And it’s not at all what you think.
Title III of the ADA
When most of you consider the Americans with Disabilities Act, you probably think of employees with disabilities and reasonable accommodations. That’s Title I of the ADA.
But, Title III of the ADA is equally important to your business. Title III prohibits disability discrimination based in places of public accommodations (businesses that are generally open to the public). The statute provides 12 categories of public accommodations with at least one thing in common – bricks and mortar.
But, that hasn’t stopped some plaintiffs from claiming that Title III’s definition of public accommodations also includes websites.
A supermarket with a website.
An individual with a visual disability was a long-time customer of a southern-based supermarket chain. This supermarket chain also has a website. The website offered users the ability to re-fill existing prescriptions for in-store pickup and link digital manufacturer coupons to a rewards card for use at the physical store.
Upon learning of the website, the disabled individual visited the site and soon learned that it was incompatible with his screen reader software, which he uses to access websites and vocalize the site’s content.

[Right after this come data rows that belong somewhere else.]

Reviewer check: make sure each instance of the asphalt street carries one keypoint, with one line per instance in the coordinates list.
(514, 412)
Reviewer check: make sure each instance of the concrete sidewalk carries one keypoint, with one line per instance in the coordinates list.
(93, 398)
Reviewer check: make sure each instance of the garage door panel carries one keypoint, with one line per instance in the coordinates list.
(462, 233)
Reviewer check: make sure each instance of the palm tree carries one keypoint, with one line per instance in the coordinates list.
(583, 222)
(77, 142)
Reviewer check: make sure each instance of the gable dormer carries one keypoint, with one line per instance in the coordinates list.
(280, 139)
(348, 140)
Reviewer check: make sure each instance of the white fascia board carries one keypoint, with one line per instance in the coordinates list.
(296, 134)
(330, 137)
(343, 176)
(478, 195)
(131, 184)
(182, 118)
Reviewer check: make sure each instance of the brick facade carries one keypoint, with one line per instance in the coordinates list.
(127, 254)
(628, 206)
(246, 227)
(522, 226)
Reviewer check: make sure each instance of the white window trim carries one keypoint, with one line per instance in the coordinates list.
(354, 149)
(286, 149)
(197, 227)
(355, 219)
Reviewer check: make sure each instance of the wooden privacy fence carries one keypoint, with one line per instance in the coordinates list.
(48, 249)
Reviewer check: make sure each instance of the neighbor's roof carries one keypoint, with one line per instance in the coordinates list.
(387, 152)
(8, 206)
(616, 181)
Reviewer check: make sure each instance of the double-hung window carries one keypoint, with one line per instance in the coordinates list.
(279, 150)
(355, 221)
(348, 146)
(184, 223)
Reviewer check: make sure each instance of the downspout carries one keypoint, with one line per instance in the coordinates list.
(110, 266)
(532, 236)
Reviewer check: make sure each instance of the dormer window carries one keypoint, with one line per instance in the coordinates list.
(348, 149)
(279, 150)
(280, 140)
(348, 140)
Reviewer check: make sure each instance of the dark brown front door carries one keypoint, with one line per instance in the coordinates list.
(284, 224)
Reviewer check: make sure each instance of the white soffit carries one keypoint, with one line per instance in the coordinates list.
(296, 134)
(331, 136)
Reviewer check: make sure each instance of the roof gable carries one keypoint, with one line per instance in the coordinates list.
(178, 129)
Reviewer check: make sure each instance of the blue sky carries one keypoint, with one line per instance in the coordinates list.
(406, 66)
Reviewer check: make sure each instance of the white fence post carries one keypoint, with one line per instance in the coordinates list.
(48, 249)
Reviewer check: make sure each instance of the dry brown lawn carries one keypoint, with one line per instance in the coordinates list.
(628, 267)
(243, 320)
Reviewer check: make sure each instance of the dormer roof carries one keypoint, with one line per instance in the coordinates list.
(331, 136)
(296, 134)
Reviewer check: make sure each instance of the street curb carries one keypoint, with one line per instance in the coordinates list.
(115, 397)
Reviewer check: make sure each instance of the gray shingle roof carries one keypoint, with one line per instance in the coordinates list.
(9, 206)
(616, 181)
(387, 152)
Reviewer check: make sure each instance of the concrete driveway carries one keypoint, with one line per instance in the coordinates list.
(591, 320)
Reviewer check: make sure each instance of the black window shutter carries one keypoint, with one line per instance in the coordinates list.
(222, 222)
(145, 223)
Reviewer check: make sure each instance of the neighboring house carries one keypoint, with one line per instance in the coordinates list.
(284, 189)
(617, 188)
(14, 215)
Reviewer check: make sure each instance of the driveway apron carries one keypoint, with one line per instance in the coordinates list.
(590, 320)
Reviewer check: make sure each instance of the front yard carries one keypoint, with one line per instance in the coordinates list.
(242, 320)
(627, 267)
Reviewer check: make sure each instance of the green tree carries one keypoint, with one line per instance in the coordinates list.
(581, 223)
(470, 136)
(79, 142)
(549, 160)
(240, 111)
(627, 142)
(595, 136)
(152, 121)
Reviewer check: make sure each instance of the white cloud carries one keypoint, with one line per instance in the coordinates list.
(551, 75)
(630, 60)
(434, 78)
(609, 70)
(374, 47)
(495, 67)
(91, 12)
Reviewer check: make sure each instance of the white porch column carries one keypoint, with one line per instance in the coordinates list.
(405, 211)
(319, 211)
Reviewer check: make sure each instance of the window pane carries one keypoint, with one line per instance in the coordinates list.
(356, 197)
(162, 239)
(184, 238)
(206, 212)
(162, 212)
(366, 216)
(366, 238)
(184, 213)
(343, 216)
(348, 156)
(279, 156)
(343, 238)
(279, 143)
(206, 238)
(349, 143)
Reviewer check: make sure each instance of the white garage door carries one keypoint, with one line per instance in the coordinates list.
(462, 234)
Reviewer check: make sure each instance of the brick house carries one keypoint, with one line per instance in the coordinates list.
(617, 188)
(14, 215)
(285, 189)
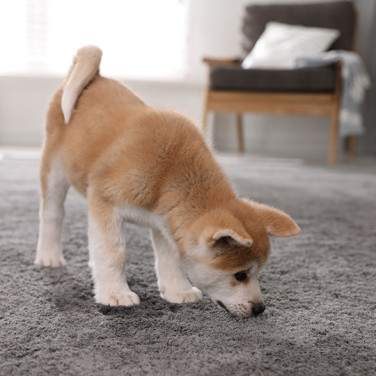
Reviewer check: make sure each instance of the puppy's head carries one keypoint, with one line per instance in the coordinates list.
(226, 250)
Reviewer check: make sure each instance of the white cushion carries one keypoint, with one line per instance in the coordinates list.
(280, 44)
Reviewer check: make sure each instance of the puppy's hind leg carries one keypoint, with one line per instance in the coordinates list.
(54, 187)
(107, 254)
(172, 282)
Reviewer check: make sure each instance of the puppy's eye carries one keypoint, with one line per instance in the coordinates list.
(241, 276)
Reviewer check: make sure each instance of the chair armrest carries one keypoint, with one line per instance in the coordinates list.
(213, 62)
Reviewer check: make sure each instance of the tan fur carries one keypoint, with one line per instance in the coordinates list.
(119, 151)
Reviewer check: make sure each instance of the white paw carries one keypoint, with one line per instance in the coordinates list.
(123, 298)
(188, 296)
(50, 259)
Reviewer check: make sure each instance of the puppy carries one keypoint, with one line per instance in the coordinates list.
(152, 167)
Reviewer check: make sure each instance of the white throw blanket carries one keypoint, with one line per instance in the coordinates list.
(355, 81)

In 2016, the individual sued the supermarket chain. He made two claims under the ADA. First, he claimed that the incompatible website was a place of public accommodation that did not comply with Title III. Second, he claimed that the website otherwise violates Title III, even if not a place of public accommodation.
Is a website a place of public accommodation?
No. At least not in the Eleventh Circuit.
With a strict, textualist read, the federal appellate court concluded (here) that “the statutory language in Title III of the ADA defining public accommodation is unambiguous and clear.”
The court continued:
It describes twelve types of locations that are public accommodations. All of these listed types of locations are tangible, physical places. No intangible places or spaces, such as websites, are listed. Thus, pursuant to the plain language of Title III of the ADA, public accommodations are limited to actual, physical places. Necessarily then, websites are not a place of public accommodation under Title III of the ADA.
Did the supermarket’s website otherwise violate Title III?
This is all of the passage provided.